Well…. I searched for the right words because this is an important discussion.

Well, I do think about it.  I said. And it is hard but good in a way. I think it is honest and right to know where your meat comes from. Wouldn’t it be better if the meat you are eating has had a good life. Where he has been respected. Just because I am raising an animal for the table,  does not mean that he cannot have a good  life. To degrade a beast by raising him in a feed lot or crammed with others into the dark corner of a barn with harshness and cruelty, then transforming him into little cellophane wrapped sanitised packages in a supermarket,  should not make it any easier to have steak on the table. We need to remember, and be thankful.

My animals roam the fields, they chase each other through the barn. They play, and eat and drink freshly grown food and lie in the shade of a tree in the afternoon. They have a good life. In the end I take them to a small abbatoir, run by compassionate professional men who take the animals to the next step swiftly without stress. There are no mean men with tractors shoving them to the next stage or days of waiting in a pen listening or any of that. It is all done as it should be.  Quietly,  immediately and with respect.

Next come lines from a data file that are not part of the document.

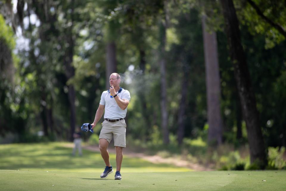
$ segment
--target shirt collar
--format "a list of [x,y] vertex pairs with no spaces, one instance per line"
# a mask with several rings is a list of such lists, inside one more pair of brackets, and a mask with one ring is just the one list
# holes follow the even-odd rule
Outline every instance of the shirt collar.
[[[122,88],[121,87],[120,87],[120,86],[119,86],[119,87],[120,87],[120,88],[119,88],[119,90],[118,90],[118,93],[120,93],[120,92],[121,92],[121,91],[122,91]],[[107,92],[108,92],[108,93],[109,93],[109,90],[107,90]]]

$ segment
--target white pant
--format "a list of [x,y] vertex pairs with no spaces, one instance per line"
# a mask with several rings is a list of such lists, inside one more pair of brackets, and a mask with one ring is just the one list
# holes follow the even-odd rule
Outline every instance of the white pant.
[[74,147],[72,152],[72,154],[74,155],[75,154],[76,150],[77,148],[78,150],[78,154],[80,155],[82,155],[83,153],[81,151],[81,139],[75,138],[74,140]]

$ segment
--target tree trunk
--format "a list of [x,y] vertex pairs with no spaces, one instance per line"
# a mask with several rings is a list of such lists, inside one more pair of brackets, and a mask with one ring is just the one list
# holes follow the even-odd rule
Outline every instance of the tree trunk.
[[231,58],[245,120],[251,163],[262,168],[267,164],[266,149],[259,124],[259,115],[252,89],[246,59],[241,45],[238,21],[231,0],[220,0]]
[[[66,50],[66,55],[64,62],[66,67],[65,70],[66,76],[67,81],[73,77],[74,76],[74,68],[72,65],[73,61],[73,57],[74,55],[74,40],[73,38],[72,31],[72,25],[68,30],[69,32],[67,33],[67,41],[69,43],[69,46]],[[73,135],[74,132],[75,128],[76,112],[75,112],[75,92],[74,88],[72,84],[71,84],[68,85],[69,91],[68,96],[69,97],[69,104],[70,112],[70,131],[69,139],[71,141],[73,140]]]
[[116,46],[114,41],[108,43],[106,47],[106,88],[109,89],[109,77],[112,73],[116,72]]
[[[140,61],[139,63],[139,68],[140,70],[142,71],[142,76],[144,77],[144,76],[145,67],[146,65],[146,61],[145,59],[145,51],[142,49],[139,48],[139,52],[140,53]],[[146,82],[145,80],[141,81],[142,83],[140,84],[142,87],[144,87],[146,84],[145,84]],[[150,113],[149,111],[147,109],[147,102],[146,101],[146,96],[145,96],[145,88],[143,87],[140,89],[139,90],[138,93],[140,95],[141,98],[140,99],[141,103],[141,106],[142,107],[142,113],[143,114],[143,116],[146,122],[146,125],[148,127],[150,127],[151,126],[151,122],[149,117]],[[144,135],[148,136],[150,133],[150,131],[146,130],[144,131]]]
[[220,84],[217,56],[217,37],[214,32],[209,33],[206,22],[206,17],[202,17],[207,100],[209,145],[217,146],[222,142],[223,122],[220,114]]
[[177,130],[177,140],[179,145],[183,142],[183,139],[185,133],[185,119],[186,118],[185,112],[186,101],[187,97],[186,87],[187,87],[188,70],[185,67],[186,63],[184,62],[182,69],[184,74],[181,85],[181,97],[180,102],[180,107],[178,113],[178,129]]
[[166,29],[163,24],[161,26],[161,58],[160,61],[160,78],[161,84],[160,105],[161,107],[161,125],[163,131],[163,141],[164,144],[168,144],[169,131],[168,129],[168,113],[167,111],[167,82],[166,79],[166,61],[165,59],[166,41]]
[[242,130],[241,127],[241,121],[242,120],[241,114],[241,106],[239,96],[236,99],[236,139],[239,140],[242,138]]
[[54,134],[54,118],[53,117],[53,109],[51,107],[48,108],[47,111],[47,120],[48,122],[48,125],[49,126],[51,131],[51,133]]

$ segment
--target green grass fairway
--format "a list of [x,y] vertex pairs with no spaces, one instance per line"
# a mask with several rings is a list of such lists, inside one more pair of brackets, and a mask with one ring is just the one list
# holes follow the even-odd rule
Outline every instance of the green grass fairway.
[[286,190],[285,171],[192,172],[126,157],[122,181],[101,179],[100,154],[72,157],[63,144],[0,145],[0,190]]

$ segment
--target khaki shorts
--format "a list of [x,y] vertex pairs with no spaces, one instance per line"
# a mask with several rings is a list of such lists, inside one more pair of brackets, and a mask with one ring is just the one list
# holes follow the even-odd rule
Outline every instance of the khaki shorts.
[[99,135],[100,139],[105,138],[110,143],[113,137],[114,146],[126,147],[125,120],[122,119],[116,122],[110,122],[104,120],[101,124],[102,128]]

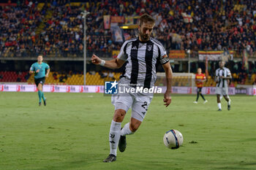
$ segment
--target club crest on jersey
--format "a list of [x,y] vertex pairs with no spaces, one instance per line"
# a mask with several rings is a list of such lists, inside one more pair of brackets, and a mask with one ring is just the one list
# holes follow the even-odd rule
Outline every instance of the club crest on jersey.
[[152,45],[148,45],[148,51],[151,51],[152,50]]
[[133,47],[132,47],[132,50],[137,50],[137,47],[136,47],[136,46],[133,46]]
[[105,82],[105,94],[117,94],[118,93],[118,82],[115,80],[114,82]]

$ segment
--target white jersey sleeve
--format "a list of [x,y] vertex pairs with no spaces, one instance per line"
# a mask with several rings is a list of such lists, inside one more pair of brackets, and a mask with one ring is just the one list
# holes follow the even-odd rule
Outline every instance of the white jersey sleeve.
[[227,69],[227,76],[230,76],[230,75],[231,75],[230,70],[229,69]]

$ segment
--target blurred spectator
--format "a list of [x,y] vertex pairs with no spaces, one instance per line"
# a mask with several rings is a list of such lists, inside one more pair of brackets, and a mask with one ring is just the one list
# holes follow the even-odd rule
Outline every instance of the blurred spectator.
[[[52,0],[39,9],[37,1],[18,1],[0,7],[0,55],[26,56],[42,53],[61,57],[82,56],[83,19],[87,16],[88,50],[111,52],[121,44],[113,42],[104,29],[103,15],[139,16],[149,13],[156,19],[154,36],[168,50],[222,50],[255,54],[256,1],[88,1],[70,6]],[[137,29],[124,30],[127,39]]]

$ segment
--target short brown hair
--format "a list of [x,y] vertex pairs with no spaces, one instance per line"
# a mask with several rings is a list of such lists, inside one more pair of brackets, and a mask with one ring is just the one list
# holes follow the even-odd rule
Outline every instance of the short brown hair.
[[143,23],[147,23],[147,22],[155,23],[155,20],[153,18],[153,17],[151,17],[151,15],[149,15],[148,14],[143,14],[143,15],[141,15],[140,17],[140,20],[139,20],[139,26],[141,26]]

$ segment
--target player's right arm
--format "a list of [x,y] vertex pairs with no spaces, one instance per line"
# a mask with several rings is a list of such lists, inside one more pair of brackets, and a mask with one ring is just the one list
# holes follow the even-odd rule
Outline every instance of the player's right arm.
[[103,61],[94,54],[91,56],[91,63],[96,65],[100,65],[112,69],[119,69],[125,63],[125,61],[121,60],[118,58],[110,61]]

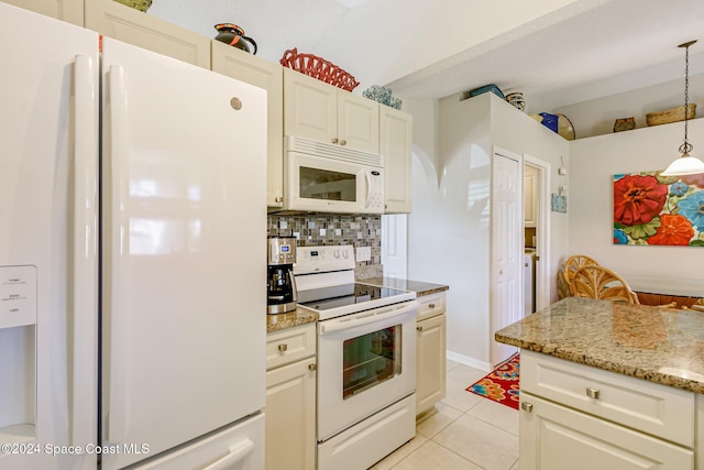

I told this young man that it is good to think about that. It is good to know.  It is hard but honest.

I do not name the animals that are destined for the families tables. So if one of my animals has a name then you know that he or she has reached character status and you can emotionally invest in the animal. But this is a small self sufficient farm, run sustainably, gently and carefully.  The farm must feed the farm and the families.  My reason for the Kitchens Garden Farm is to grow food in a good honest old fashioned hands-on  way.

My young friend understood my little lecture I think. And maybe next time he has his favourite lamb dish he will remember and be grateful to the animal that feeds him.

Is this too hard? I don’t mean to scare you away. I just want to be transparent and honest.

All animals deserve respect. And this is why I have water everywhere. All my animals have fresh clean drinking water all the time. Even the snakes and the field mice can have a lick of clean water as they sneak past.  Or skunks or pheasants. Or squirrels, gophers or badgers.   Cats and dogs. Chickens and Cows. Maybe even deer and coyotes drink from the barrels down the back, who knows.  All we can do is our best to look after the animals who share our life.

Good morning.  Time for me to start the day! It will be another lovely day on the farmy.  I hope you all have a good day.


74 Comments on “Water in the garden and an important discussion.

  1. You’ve got poppies! Lovely. You haven’t scared me but that well thought out answer certainly made me feel better about the red pig.

  2. Water……the life of the earth. Good for you for thinking of ALL creatures big and small. Have a lovely day!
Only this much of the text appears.